Steve was in agony. He couldn’t sleep well. Some nights he wasn’t able to sleep before the lights of dawn would pierce unforgivingly through his student room window. He would drag himself out of bed to the early morning-training session and fall asleep during his lectures. He would pretend to having partied all night but no one knew with whom. Steve avoided writing home as he had no great successes to report. He felt terrible and had no clue as to what was going on.

Let me explain. There are two types of people. There are those who have a healthy Sense of Self and there are those with a Lack of Sense of Self. The fortunate first group of people have what it takes to fully be themselves. This Sense of Self allows them to choose a path or career to their liking and to do what needs to be done. They are able to focus on the things they want to achieve and do what needs to be done. The odds that they are successful in some way are very good.

Then there is the more problematic group of people who are dependent on th outcome of their achievements or on what other people think of them. Due to the lack of a Natural Sense of Self they become dependent on a Substitute Sense of Self. This means that they compulsively are driven to reaching a state of feeling good about themselves.

Whatever they do, their job or field of interest is not the end goal, but merely a vehicle to reach their Substitute Sense of Self, that feeling of “feel-good-about-themselves.” It is for them a sort of confirmation that “they ARE” (being seen and heard, visible).

For them doing-what-they-do is a “performance.” Their actions and activities are no more than a possibility to score on the imaginary scale of credit points that leads to a “feel-good-about-self- state of mind.” Their ultimate motivation is about finally living up to the self-imposed conditions that at some point in their lives they perceived to be a solution to a problem they had. Their problem was not being seen and heard by their caregiver (mother or father) and it mattered most of all to them.

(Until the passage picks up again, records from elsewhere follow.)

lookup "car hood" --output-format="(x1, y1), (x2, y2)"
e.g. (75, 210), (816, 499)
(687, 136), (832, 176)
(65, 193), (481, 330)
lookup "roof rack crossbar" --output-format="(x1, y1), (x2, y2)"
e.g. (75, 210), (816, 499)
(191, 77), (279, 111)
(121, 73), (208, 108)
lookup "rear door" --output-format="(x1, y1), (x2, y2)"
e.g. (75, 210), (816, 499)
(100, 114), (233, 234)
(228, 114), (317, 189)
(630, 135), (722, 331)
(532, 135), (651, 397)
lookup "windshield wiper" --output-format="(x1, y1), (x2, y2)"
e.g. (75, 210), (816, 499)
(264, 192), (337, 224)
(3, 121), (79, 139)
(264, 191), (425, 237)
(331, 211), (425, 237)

Whatever they do really has nothing to do with what seems to be the obvious goal. It is not about playing sports because they enjoy it or because it makes them good money. These men and women do what they do because they are highly dependent on the outcome for a “feel-good-about-self- as a Substitute Sense of Self.”

When this is not recognized as a problematic behavior and addressed appropriately, it becomes a vicious circle–causing a person to be the slave to his conditions and he skips his own life all together.

For Steve being an athlete was merely a vehicle for his addiction. He used athletic accomplishment to earn a “feel-good-about- self -as a substitute sense of self.” It wasn’t a conscious choice as he wasn’t even aware of this condition. And where did this drive to perform to feel good about himself come from? The root cause was found in the way he was brought up. So much depended on whether he had received the essential building blocks for developing a healthy sense of self and he hadn’t.